Tempo 30 in der Favoritenstraße

Die Favoritenstraße wird für Fußgängerinnen und Fußgänger angenehmer und sicherer gestaltet.

Bezirksvorsteherin Lea Halbwidl mit einem Tempo-30-Schild

In der letzten Bezirksvertretungssitzung wurde eine Tempo-Reduktion in der Favoritenstraße auf 30 km/h beschlossen. Zusätzlich soll die Straße für Fußgängerinnen und Fußgänger attraktiver gestaltet werden.

"Wie wir Straßen, Zebrastreifen oder Gehsteige gestalten, beeinflusst, ob wir uns im öffentlichen Raum wohl fühlen. Je mehr Menschen zu Fuß unterwegs sind, je sicherer die Straßen sind, desto höher die Lebensqualität in einer Stadt", sagt Bezirksvorsteherin Lea Halbwidl.

Ausweitung 30er-Zone

Die bereits bestehende 30er-Zone zwischen Irene-Harand-Platz und Paulanergasse soll bis zum Südtiroler Platz ausgeweitet werden. Zusätzlich sollen verbesserte Übergänge Fußgängerinnen und Fußgängern ein sicheres Queren ermöglichen. Dafür sollen auch kluge Ampelschaltungen sorgen. Außerdem werden weitere Sitzmöglichkeiten aufgestellt und es soll geprüft werden, ob es Platz für neue Bäume gibt.

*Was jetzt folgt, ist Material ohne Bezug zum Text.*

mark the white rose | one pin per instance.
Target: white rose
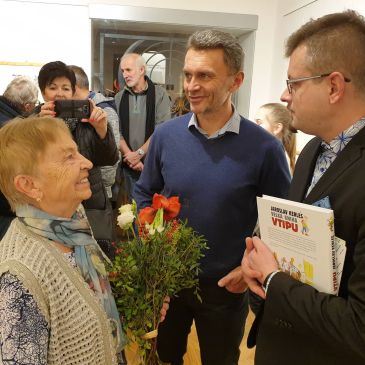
(125, 208)
(125, 219)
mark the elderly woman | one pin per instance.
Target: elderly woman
(56, 305)
(95, 140)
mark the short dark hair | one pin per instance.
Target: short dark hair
(51, 71)
(334, 42)
(82, 81)
(215, 39)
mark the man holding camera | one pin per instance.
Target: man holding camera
(108, 105)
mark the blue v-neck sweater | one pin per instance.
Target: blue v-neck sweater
(217, 181)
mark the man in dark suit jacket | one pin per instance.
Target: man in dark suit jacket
(326, 95)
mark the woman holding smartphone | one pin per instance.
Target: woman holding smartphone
(94, 139)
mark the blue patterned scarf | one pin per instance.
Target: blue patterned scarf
(75, 233)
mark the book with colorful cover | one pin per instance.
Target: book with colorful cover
(303, 240)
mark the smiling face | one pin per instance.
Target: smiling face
(208, 82)
(62, 178)
(132, 73)
(59, 89)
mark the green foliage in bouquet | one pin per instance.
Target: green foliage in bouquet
(157, 263)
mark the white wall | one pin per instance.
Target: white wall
(37, 33)
(40, 32)
(291, 15)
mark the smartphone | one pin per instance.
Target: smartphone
(79, 109)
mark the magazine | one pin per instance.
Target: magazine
(303, 240)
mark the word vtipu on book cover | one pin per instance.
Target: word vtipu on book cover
(303, 240)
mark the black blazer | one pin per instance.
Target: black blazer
(299, 325)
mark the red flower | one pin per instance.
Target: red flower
(146, 215)
(171, 206)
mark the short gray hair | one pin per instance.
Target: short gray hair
(21, 90)
(216, 39)
(139, 60)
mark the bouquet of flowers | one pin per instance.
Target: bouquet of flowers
(156, 262)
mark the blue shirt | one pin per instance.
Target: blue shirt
(217, 181)
(329, 151)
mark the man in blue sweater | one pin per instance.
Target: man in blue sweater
(217, 162)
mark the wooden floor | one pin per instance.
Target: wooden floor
(192, 357)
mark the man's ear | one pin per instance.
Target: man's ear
(277, 129)
(25, 184)
(237, 81)
(337, 87)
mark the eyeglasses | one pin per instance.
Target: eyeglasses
(289, 82)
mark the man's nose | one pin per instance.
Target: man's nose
(193, 84)
(285, 96)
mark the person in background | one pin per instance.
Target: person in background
(141, 105)
(95, 140)
(277, 120)
(326, 95)
(108, 105)
(19, 99)
(216, 162)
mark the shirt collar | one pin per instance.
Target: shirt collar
(134, 93)
(232, 125)
(340, 142)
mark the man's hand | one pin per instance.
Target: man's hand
(258, 262)
(251, 276)
(132, 158)
(233, 281)
(262, 259)
(98, 119)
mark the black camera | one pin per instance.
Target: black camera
(79, 109)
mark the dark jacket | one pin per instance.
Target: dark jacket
(301, 325)
(98, 208)
(8, 111)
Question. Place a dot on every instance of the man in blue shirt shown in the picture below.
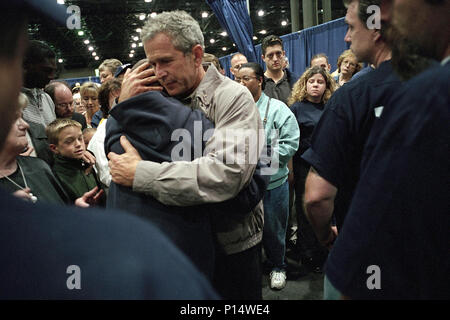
(68, 253)
(395, 241)
(340, 135)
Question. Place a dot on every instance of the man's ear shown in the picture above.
(197, 52)
(53, 148)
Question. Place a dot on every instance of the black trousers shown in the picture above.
(307, 242)
(239, 276)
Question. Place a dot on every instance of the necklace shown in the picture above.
(33, 197)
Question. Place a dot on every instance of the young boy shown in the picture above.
(66, 142)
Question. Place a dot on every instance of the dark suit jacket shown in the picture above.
(148, 121)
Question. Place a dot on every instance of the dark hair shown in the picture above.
(270, 41)
(208, 57)
(14, 22)
(319, 55)
(50, 88)
(362, 8)
(103, 94)
(259, 71)
(37, 52)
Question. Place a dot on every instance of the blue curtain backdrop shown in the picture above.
(233, 17)
(301, 46)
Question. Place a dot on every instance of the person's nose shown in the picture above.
(160, 72)
(347, 37)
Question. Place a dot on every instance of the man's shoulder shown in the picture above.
(374, 85)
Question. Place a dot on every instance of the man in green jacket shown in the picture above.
(282, 134)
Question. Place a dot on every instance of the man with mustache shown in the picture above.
(395, 241)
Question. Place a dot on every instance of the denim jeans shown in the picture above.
(276, 215)
(329, 291)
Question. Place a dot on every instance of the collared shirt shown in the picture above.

Im Unterschied zu anderen großen Hauptstraßen im Bezirk ist die Umsetzung einer 30er-Zone auf der Favoritenstraße leicht möglich. Während es in der Prinz-Eugen-Straße und der Wiedner Hauptstraße Auswirkungen auf den Straßenbahnverkehr gäbe, existiert dieses Problem auf der Favoritenstraße nicht. "Auf der Favoritenstraße gibt es regelmäßig Unfälle, oft sind FußgängerInnen betroffen. Wir wissen aus anderen europäischen Städten, welchen Effekt Tempo 30 hat: In Helsinki oder Oslo gibt es seither so gut wie keine schweren Unfälle mehr", begründet Halbwidl die Tempo-Reduktion.